– И прокурор добавит.
Якобы Колечкин вздохнул.
Вообще-то он считал, что даже прокурор уже не имеет значения. Он считал, что вообще уже ничего не имеет значения.
– Ты не веришь в прогресс? – удивился его отчаянию Джабраил.
– Я верю в астероид Тоутатес. И в то, что он приближается к планете.
– Все равно ты напрасно написал в ЦК ВКП(б). Большевики не любят таких намеков.
– Они, наверное, сочли меня болтуном… – Якобы Колечкин трусливо опустил глаза и вдруг спросил изменившимся голосом: – А эти… (Он имел в виду урок.) Они еще принесут сало?
– Обязательно.
– Можно, я его съем?
– Нельзя, – отрезал Семен.
– Почему?
– Потому что тогда они сделают тебя Машей. Или зарежут.
– Какое это имеет значение?
Семен пожал плечами:
– Для меня имеет.
– А если я просто схвачу сало и съем?
– Говорю же, не получится. Тебя сразу зарежут.
– И что, нет никаких других способов?
– Есть.
– Какие?
– Иди и убей дядю Костю. Пойди и убей их всех. Когда ты их всех убьешь, сало станет твоим. Иди, иди, браток, – весело ухмыльнулся Семен, – пусть они поймут, что ты и есть Царь-Ужас. И пусть после этого нас высаживают где угодно. В конце концов, можно распахивать и вечную мерзлоту. А землю можно возить с материка, вы, ученые, всегда что-нибудь выдумаете.
– Ты не веришь мне? – осторожно спросил профессор.
– А когда должен упасть твой астероид?
– Думаю, лет через сто.
– Тогда верю.
Черточки на переборке множились. Одна к другой составили пару столбиков. Если ученый горец не ошибался, в море пароход находился почти два месяца. К качке зэки постепенно привыкли, потом качка вообще прекратилась. Правда, однажды, как раз во время обеда, всех бросило на пол – чудовищный толчок сотряс пароход от носа до кормы, остановил его медленное движение.
Но гарью не пахло, дымом не несло.
Скорее всего, понял Семен, наткнулся пароход на плотную льдину.

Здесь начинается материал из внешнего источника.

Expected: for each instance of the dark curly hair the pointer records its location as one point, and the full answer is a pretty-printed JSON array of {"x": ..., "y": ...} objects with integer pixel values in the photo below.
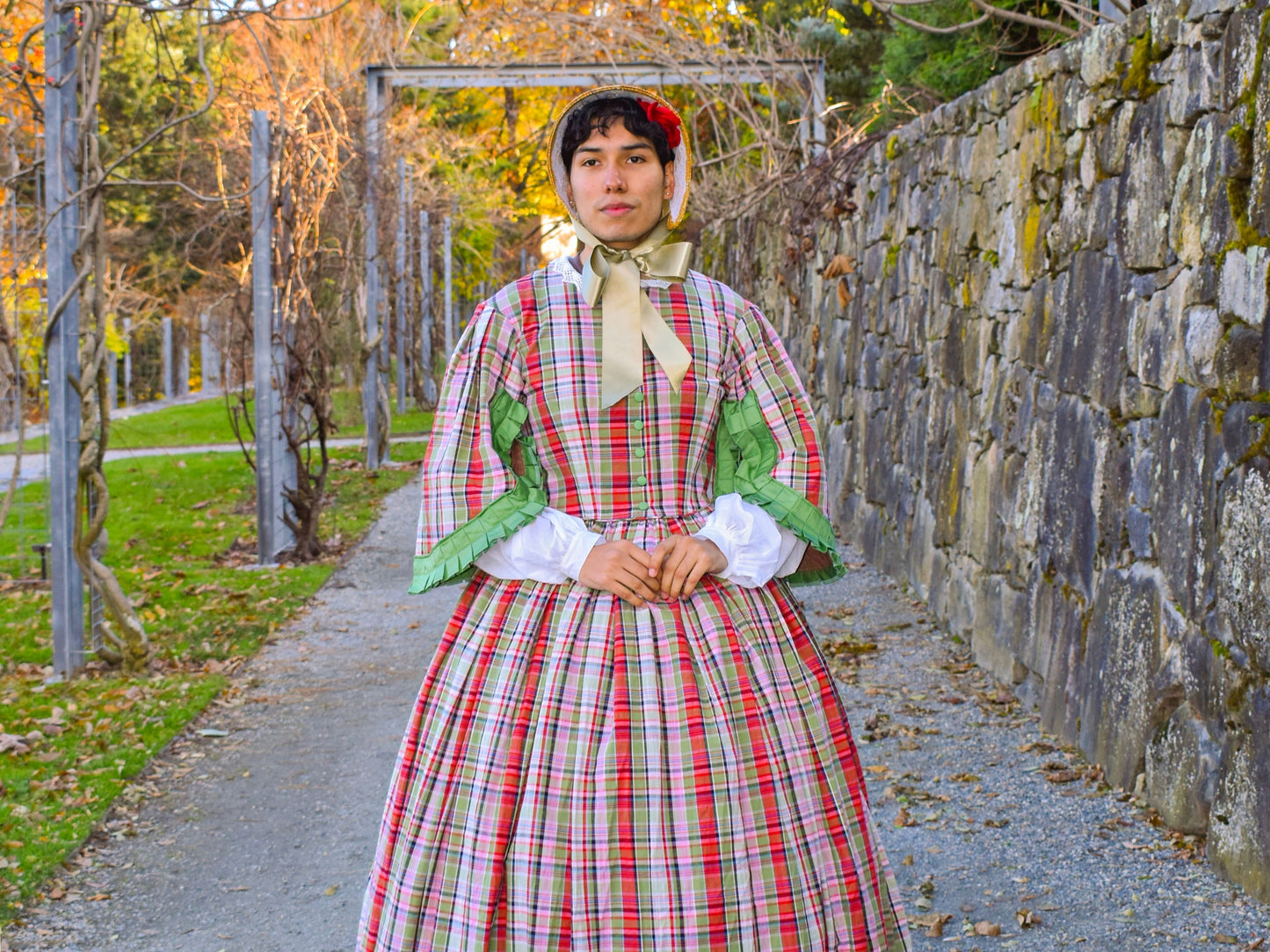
[{"x": 597, "y": 114}]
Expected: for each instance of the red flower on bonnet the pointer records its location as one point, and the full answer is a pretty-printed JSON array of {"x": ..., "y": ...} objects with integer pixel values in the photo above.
[{"x": 664, "y": 117}]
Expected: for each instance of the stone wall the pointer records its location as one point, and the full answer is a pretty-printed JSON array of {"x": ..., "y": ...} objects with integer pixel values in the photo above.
[{"x": 1038, "y": 384}]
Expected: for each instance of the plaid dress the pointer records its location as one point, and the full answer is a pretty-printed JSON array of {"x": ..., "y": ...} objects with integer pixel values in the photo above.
[{"x": 583, "y": 774}]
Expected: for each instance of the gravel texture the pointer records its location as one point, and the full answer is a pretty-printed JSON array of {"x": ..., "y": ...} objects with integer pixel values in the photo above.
[{"x": 259, "y": 840}]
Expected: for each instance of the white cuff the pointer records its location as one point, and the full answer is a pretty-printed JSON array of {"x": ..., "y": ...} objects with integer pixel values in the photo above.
[
  {"x": 757, "y": 548},
  {"x": 548, "y": 549}
]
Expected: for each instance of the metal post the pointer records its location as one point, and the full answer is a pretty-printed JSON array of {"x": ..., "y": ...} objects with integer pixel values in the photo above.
[
  {"x": 182, "y": 365},
  {"x": 818, "y": 105},
  {"x": 450, "y": 287},
  {"x": 112, "y": 379},
  {"x": 208, "y": 356},
  {"x": 400, "y": 284},
  {"x": 62, "y": 183},
  {"x": 267, "y": 498},
  {"x": 430, "y": 385},
  {"x": 370, "y": 384},
  {"x": 168, "y": 389},
  {"x": 408, "y": 348},
  {"x": 127, "y": 362}
]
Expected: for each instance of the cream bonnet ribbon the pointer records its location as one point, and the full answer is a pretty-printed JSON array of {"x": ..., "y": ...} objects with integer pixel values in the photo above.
[{"x": 611, "y": 276}]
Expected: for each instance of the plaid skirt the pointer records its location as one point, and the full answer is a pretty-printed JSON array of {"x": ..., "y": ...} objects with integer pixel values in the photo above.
[{"x": 583, "y": 774}]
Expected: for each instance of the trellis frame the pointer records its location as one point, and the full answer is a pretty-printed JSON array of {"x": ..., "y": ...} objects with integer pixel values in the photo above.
[{"x": 381, "y": 79}]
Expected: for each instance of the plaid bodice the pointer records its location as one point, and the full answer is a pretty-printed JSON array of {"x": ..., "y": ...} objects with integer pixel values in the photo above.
[{"x": 650, "y": 456}]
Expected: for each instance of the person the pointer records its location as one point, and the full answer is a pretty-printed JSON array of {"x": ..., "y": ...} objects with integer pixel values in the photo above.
[{"x": 628, "y": 738}]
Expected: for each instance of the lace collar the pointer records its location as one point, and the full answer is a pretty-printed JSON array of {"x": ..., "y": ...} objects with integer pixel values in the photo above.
[{"x": 560, "y": 265}]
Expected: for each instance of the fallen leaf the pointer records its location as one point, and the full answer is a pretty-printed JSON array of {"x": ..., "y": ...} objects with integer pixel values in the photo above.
[
  {"x": 838, "y": 265},
  {"x": 1039, "y": 746},
  {"x": 1027, "y": 918},
  {"x": 844, "y": 293}
]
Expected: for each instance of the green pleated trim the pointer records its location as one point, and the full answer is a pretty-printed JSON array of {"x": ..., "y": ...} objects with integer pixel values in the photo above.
[
  {"x": 744, "y": 455},
  {"x": 453, "y": 558}
]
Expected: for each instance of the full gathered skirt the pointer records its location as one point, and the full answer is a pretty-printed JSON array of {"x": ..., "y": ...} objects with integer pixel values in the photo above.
[{"x": 583, "y": 774}]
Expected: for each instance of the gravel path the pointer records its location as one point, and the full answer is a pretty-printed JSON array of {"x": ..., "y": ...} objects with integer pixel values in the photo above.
[{"x": 259, "y": 840}]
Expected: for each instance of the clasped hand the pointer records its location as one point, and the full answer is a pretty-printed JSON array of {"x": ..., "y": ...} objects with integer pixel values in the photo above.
[{"x": 635, "y": 576}]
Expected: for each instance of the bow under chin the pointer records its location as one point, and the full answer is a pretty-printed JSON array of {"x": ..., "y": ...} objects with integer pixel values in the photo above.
[{"x": 611, "y": 276}]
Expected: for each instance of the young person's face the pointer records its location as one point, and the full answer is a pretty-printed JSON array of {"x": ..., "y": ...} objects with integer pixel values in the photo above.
[{"x": 616, "y": 185}]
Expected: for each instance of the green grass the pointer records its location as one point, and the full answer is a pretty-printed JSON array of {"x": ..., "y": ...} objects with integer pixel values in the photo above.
[
  {"x": 208, "y": 422},
  {"x": 178, "y": 527}
]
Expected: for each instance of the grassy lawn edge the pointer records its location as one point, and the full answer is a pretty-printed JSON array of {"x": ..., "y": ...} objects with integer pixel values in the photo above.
[{"x": 188, "y": 532}]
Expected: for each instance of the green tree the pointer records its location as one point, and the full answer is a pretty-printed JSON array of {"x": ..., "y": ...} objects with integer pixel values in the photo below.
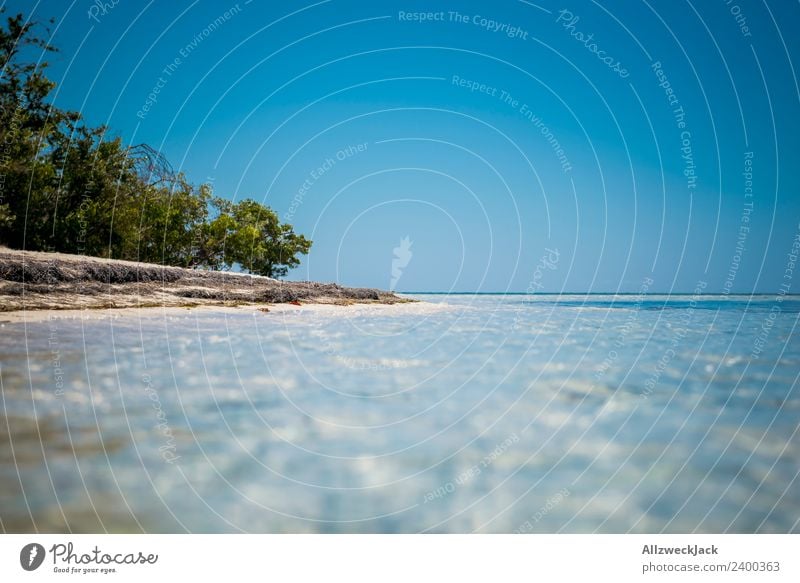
[{"x": 66, "y": 187}]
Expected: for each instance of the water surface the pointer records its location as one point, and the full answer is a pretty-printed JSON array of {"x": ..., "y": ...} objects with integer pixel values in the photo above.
[{"x": 484, "y": 413}]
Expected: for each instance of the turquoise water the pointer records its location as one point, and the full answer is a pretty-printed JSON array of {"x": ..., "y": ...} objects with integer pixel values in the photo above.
[{"x": 466, "y": 413}]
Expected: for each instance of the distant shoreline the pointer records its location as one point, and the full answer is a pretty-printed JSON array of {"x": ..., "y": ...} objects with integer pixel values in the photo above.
[
  {"x": 573, "y": 293},
  {"x": 32, "y": 280}
]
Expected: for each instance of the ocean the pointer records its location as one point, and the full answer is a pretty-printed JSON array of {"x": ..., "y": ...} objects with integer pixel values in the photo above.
[{"x": 462, "y": 413}]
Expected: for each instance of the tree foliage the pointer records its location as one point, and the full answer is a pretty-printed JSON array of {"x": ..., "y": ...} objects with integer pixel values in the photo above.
[{"x": 68, "y": 187}]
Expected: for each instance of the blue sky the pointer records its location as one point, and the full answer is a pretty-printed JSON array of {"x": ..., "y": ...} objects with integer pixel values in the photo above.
[{"x": 489, "y": 139}]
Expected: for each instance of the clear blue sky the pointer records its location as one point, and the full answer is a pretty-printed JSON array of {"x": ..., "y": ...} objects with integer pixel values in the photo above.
[{"x": 257, "y": 102}]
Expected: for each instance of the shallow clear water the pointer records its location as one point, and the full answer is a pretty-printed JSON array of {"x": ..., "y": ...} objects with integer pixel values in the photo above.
[{"x": 469, "y": 413}]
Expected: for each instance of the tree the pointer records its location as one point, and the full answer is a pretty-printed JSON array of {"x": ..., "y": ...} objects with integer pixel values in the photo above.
[{"x": 68, "y": 187}]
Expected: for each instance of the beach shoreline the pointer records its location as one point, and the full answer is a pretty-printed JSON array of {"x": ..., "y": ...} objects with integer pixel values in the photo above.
[{"x": 32, "y": 281}]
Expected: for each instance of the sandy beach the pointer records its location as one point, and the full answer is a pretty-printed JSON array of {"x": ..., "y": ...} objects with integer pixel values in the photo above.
[{"x": 55, "y": 281}]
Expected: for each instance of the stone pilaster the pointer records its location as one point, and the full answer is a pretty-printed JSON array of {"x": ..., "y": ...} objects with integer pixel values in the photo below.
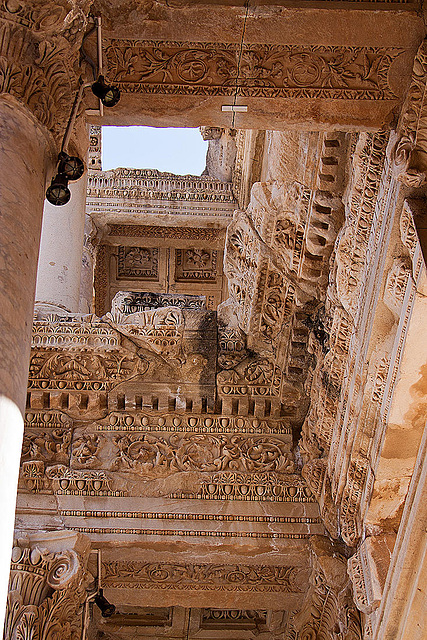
[
  {"x": 47, "y": 586},
  {"x": 39, "y": 54}
]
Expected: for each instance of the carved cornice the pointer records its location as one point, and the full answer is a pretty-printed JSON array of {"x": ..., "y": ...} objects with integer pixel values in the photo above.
[
  {"x": 272, "y": 71},
  {"x": 39, "y": 56},
  {"x": 155, "y": 185},
  {"x": 178, "y": 233}
]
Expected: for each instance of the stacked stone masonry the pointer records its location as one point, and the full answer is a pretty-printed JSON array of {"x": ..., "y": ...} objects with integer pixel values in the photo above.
[{"x": 225, "y": 421}]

Даже на горящем броненосце Семен мог в одну минуту взбежать на верхнюю палубу, а тут люки задраены, остается лишь гадать, что там происходит за бортом. Пустые ведра с грохотом катались по рубчатому металлическому полу, на них никто не обращал внимания. Зэки выли, проклиная жизнь, проклиная льдину, напрочь лишившую их обеда. Даже урки тревожно перешептывались. Сбившись в плотную кучу, они загадочно и злобно поглядывали в сторону Семена.
Два месяца пути это немало.
За два месяца пути только из их твиндека подняли наверх три трупа.
Двое умерли от неизвестной болезни, может быть, от запущенного отчаяния, третьего ночью задушили сами урки. Задушенный был из спецов-евреев, они держались отдельной кучкой, но все-таки не смогли уберечь от смерти приятеля.